In February, CPS Energy sent out a warning to customers that would-be scammers were impersonating company employees.
Then on May 3, a man posing as a repairman at a local Walmart was charged with theft, accused of stealing $35,000 worth of copper pipes.
Following these events, the KSAT Defenders went in search of company logo shirts, purging the racks of both Goodwill stores and the Salvation Army.
There were many private company shirts, as well as both private and public school shirts found.
Salvation Army Operations Director Wanda Trayler said this was a real wake up call for her, as it is their policy not to sell any shirts with logos.
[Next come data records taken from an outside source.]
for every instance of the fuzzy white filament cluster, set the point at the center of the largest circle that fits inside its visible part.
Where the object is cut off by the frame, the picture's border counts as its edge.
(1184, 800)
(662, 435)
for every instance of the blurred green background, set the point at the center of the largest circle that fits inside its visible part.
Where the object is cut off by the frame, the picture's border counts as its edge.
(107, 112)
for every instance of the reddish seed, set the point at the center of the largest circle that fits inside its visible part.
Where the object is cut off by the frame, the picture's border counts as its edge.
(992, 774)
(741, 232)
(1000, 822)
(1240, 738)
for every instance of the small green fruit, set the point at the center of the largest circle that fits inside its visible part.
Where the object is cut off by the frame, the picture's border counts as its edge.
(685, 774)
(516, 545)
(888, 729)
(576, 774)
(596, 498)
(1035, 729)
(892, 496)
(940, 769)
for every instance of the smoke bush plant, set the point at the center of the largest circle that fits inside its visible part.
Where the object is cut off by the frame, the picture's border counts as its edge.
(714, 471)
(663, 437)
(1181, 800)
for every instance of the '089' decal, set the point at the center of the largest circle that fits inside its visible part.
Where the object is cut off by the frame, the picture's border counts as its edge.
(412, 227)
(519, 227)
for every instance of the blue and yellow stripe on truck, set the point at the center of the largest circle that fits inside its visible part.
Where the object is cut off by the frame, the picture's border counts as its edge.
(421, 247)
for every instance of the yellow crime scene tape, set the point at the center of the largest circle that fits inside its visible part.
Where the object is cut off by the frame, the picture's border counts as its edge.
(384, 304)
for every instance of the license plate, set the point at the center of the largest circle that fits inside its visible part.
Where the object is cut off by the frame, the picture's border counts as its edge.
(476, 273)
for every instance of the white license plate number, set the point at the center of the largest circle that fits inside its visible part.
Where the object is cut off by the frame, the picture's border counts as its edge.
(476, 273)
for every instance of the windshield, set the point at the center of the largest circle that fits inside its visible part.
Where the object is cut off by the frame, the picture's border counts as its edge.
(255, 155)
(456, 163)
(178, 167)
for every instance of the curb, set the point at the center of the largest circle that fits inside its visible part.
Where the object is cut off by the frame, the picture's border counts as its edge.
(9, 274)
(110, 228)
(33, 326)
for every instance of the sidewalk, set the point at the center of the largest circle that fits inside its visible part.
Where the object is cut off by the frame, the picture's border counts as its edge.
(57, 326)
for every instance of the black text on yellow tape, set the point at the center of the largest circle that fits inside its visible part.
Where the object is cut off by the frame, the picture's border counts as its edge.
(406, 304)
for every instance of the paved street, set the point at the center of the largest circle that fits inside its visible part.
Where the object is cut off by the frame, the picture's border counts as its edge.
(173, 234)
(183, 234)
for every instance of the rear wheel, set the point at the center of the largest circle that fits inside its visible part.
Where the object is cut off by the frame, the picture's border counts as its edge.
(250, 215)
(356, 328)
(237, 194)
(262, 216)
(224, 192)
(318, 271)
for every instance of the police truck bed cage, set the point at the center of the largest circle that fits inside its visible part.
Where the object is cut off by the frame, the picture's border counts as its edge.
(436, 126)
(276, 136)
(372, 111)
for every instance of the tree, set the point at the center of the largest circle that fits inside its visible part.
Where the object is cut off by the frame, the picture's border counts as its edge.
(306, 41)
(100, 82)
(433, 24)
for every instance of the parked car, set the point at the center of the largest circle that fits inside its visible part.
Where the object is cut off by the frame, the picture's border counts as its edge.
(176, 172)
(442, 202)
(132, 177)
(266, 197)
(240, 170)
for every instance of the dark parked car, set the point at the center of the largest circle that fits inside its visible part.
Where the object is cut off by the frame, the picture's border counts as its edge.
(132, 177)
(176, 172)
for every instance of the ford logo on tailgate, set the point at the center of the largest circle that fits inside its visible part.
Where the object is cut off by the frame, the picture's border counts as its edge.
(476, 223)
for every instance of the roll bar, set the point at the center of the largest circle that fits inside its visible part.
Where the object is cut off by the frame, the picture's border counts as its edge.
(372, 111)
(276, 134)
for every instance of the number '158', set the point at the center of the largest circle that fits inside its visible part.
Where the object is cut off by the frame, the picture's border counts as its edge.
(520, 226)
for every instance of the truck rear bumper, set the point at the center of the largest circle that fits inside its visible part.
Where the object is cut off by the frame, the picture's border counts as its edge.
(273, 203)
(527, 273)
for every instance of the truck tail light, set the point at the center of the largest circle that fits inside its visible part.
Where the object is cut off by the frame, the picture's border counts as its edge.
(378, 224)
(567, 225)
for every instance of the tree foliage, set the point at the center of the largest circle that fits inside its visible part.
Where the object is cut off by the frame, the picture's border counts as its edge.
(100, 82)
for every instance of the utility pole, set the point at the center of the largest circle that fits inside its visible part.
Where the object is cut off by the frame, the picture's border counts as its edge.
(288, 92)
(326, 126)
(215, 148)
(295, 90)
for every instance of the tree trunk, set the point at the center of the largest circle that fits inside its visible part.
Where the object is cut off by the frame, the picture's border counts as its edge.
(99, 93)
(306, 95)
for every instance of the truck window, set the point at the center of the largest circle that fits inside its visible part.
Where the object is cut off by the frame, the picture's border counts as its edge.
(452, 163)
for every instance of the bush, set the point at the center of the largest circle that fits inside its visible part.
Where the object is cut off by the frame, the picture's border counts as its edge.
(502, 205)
"Anything with names or company names we discard, and we try not to let anything pass through. We want to protect the community because we're part of the community," Trayler said.
Goodwill Industries shared their policy, which states they do not intentionally sell any garments, uniforms, or any other article of clothing related to law enforcement, the U.S. Military, or any city utilities.
Goodwill declined comment on other types of logoed shirts, including the dozen or so the Defenders found branded with company names.
While no city utility shirts were found, the Defenders were able to order some at a north side embroidery shop.
Big Star Embroidery owner Kathie Rowe, who refused to sell CPS Energy logo shirts, said it would be unethical and unlawful.
According to CPS Energy spokeswoman Christine Patmon it is also a safety issue.
"Company-wide, our policy is that our employees should discard their shirts responsibly, which includes cutting out the logo and discarding the shirts," Patmon said.
Another CPS safeguard is they never collect money at the door.
Patmon said if there is every any doubt about a CPS worker knocking on your door, you can ask for two forms of identification, as they are required to carry them.